Pelajar bukannya mengembangkan potensi sesuai basic yang dimiliki, melainkan mengembangnkan apa yang menjadi kesenangan sesaat yang notabene tidak sedikitpun memberi pengaruh baik bagi perkembangan hidup mereka.
Dari problema tersebut serentak membuat pelajar tidak lagi fokus pada program belajar ”Merdeka Belajar”, tetapi mereka perlahan menuju ke konsep “Merdeka Pelajar”.
Perlahan siswa/i menjadi bebas dalam segala hal, berbuat semau-maunya saja dan tidak lagi menjunjung proses dalam mencapai apa yang diinginkan.
Bahkan pelajar tidak mau memanfaatkan media digital dalam proses belajar hanya karena mau memenuhi predikat mereka sebagai “Pelajar Merdeka”.
Padahal yang menjadi tujuan Program “Merdeka Belajar” bukan kebebasan yang blak-blakan melainkan kebebasan untuk bebas mengekspresikan potensi sesuai basic masing-masing dengan memperhatikan aturan dan pedoman tertentu.
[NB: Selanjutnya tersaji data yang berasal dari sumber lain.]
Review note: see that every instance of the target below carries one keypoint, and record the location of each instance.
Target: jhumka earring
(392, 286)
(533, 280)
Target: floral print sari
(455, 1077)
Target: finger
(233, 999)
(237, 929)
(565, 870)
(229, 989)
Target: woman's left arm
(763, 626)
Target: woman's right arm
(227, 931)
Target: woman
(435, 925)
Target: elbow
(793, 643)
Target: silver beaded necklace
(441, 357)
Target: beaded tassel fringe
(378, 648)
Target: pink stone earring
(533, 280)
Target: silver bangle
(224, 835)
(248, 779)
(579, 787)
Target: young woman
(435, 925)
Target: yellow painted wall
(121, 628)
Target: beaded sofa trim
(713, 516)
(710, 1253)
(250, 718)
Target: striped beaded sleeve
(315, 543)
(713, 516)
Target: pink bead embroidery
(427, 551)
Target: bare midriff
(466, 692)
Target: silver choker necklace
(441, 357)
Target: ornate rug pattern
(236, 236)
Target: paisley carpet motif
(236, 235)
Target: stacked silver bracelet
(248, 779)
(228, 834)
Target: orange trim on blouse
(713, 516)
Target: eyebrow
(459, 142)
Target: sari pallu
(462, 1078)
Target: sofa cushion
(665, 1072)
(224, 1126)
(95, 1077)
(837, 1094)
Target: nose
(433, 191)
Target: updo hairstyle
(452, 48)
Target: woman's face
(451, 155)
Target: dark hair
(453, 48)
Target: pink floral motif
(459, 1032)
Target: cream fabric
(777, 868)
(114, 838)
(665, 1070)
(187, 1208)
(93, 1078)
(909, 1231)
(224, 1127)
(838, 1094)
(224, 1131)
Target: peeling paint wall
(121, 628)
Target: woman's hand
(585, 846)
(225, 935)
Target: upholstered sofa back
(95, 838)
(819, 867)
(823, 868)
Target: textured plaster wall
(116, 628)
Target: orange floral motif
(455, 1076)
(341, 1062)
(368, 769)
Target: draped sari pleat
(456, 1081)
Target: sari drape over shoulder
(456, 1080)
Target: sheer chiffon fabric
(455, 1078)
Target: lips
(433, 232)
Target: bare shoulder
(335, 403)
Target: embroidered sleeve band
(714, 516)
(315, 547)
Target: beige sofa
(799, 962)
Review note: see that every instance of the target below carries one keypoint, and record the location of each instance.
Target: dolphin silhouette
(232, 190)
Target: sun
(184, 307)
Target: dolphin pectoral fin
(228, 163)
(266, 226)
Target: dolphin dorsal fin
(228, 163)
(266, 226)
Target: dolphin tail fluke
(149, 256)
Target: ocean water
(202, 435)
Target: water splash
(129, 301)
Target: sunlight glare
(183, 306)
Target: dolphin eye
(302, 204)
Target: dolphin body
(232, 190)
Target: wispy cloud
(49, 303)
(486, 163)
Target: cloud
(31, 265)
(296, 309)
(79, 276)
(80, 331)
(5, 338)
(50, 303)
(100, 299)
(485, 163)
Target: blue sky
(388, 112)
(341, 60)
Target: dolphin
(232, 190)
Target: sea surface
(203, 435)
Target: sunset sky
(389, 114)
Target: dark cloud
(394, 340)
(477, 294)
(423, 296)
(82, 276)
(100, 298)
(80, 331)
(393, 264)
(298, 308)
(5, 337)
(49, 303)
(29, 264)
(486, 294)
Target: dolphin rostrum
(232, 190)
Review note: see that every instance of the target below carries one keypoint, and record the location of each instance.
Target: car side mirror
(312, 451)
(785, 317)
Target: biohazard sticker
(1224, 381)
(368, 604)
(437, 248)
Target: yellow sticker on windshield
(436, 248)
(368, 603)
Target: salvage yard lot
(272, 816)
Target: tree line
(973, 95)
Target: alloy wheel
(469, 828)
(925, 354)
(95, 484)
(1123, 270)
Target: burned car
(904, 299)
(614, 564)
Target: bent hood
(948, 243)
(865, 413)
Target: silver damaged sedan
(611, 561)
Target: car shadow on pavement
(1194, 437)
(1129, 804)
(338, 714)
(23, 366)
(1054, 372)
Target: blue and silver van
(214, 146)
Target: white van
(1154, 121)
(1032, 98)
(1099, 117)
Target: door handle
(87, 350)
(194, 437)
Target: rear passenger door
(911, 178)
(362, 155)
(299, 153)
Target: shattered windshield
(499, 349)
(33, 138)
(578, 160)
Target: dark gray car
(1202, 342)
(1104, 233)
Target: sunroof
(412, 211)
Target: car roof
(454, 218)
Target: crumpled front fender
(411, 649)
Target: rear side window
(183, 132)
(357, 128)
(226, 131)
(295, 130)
Hal ini mengindikasikan bahwa kehadiran media digital dalam proses belajar masih terhalang oleh adanya tantangan serupa.
Pelajar lebih memilih kebahagian sesaat daripada kebaikan untuk masa depan mereka.
Atau bahkan, pelajar sudah merasa bahwa mereka yang memegang predikat sebagai “Pelajar Merdeka” berbuat semau-maunya saja demi mencapai kepuasan dan keinginan sesaat.
Padahal kalau beranjak pada tataran yang lebuh jauh, konsep pelajar sebagai “Pelajar Merdeka” merupakan sebuah konsep yang dibuat untuk menyiapkan pelajar (generasi z) sebagai motorik atau pelopor dalam menyongsong masa yang akan datang.
Komitmen
Keterampilan abad ke-21 merupakan prospek perkembangan yang ingin diwujudnyatakan dalam menyukseskan Program Merdeka Belajar.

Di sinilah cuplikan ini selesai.